Although homosexuality was decriminalized in Ukraine and Russia after the fall of communism, animosity toward gays remains high across the former Soviet sphere.

The Ukrainian bill comes in the wake of organizers’ decision to cancel the country’s first gay-pride parade in May, which they made after hearing that hundreds of potentially violent opponents of gay rights had come to the capital.

The hostility toward homosexuals raises concern wider questions about tolerance in Ukraine and whether the country is truly capable of embracing Western values as it strives to join the European Union.

Pavlo Ungurian, one of the six lawmakers from various parties who authored the bill, told reporters Monday that growing acceptance of gay rights in the West is “not evolution, but degradation” and needed to be fought.

“Our goal is the preservation of the moral, spiritual and physical health of the nation,” Ungurian said. “We must stop the propaganda, the positive description and the publicity ... of this abnormal lifestyle.”

Ruslan Kukharchuk, who heads the group “Love Against Homosexuality” and campaigns in support of the bill, said the legislation would make TV dating shows involving same-sex couples and movies like “Brokeback Mountain,” which explores the romantic relationship of two cowboys in the U.S., illegal.

Kukharchuk charged that homosexuality is an illness and that people must be treated for it.
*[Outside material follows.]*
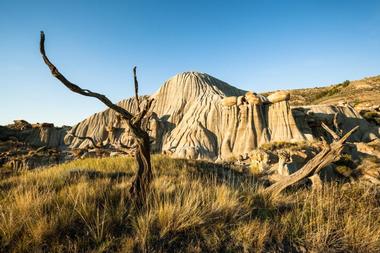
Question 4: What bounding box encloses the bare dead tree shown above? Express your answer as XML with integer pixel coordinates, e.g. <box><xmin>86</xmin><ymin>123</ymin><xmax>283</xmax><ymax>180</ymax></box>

<box><xmin>265</xmin><ymin>124</ymin><xmax>359</xmax><ymax>197</ymax></box>
<box><xmin>40</xmin><ymin>31</ymin><xmax>153</xmax><ymax>205</ymax></box>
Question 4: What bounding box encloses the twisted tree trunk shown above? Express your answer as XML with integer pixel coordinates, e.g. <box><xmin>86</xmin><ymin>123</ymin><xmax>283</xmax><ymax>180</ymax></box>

In 1990, the World Health Organization removed homosexuality from the international classification of illnesses.

“We believe that homosexuality is a disease, it is a psychological disorder of a person and without a doubt there must be institutions, perhaps even financed by the government, to help such people get rehabilitation therapy,” Kukharchuk said.

No date has been set for a vote on the bill in parliament, but Kukharchuk hopes it will be considered in September before a parliamentary election in October.

President Viktor Yanukovych has remained mum about the initiative, but the fact that his parliamentary representative Yury Meroshnichenko supports the bill is an indication that Yanukovych may back it as well.

Anastasia Zhivkova, a gay rights activist, called the bill “a throwback to the Middle Ages” that would even further clamp down on Ukraine’s gays and lesbians, most of whom already hide their lifestyle because of a severe public stigma. For every one gay Ukrainian who is out, another 80 are forced to conceal their sexuality, according to gay groups.

The United Nations Development Program said in a statement that the bill amounts to “state-supported discrimination against” gay, lesbian and transgender groups and could fuel the AIDS epidemic in Ukraine, by preventing them from getting proper information on preventing and living with sexually transmitted diseases.

Zhivkova said gays are forced to hide their relationships from their work colleagues and their relatives.

“A great part of our life remains in the shadows,” Zhivkova said. “All the time you balance between being an outcast or a criminal.”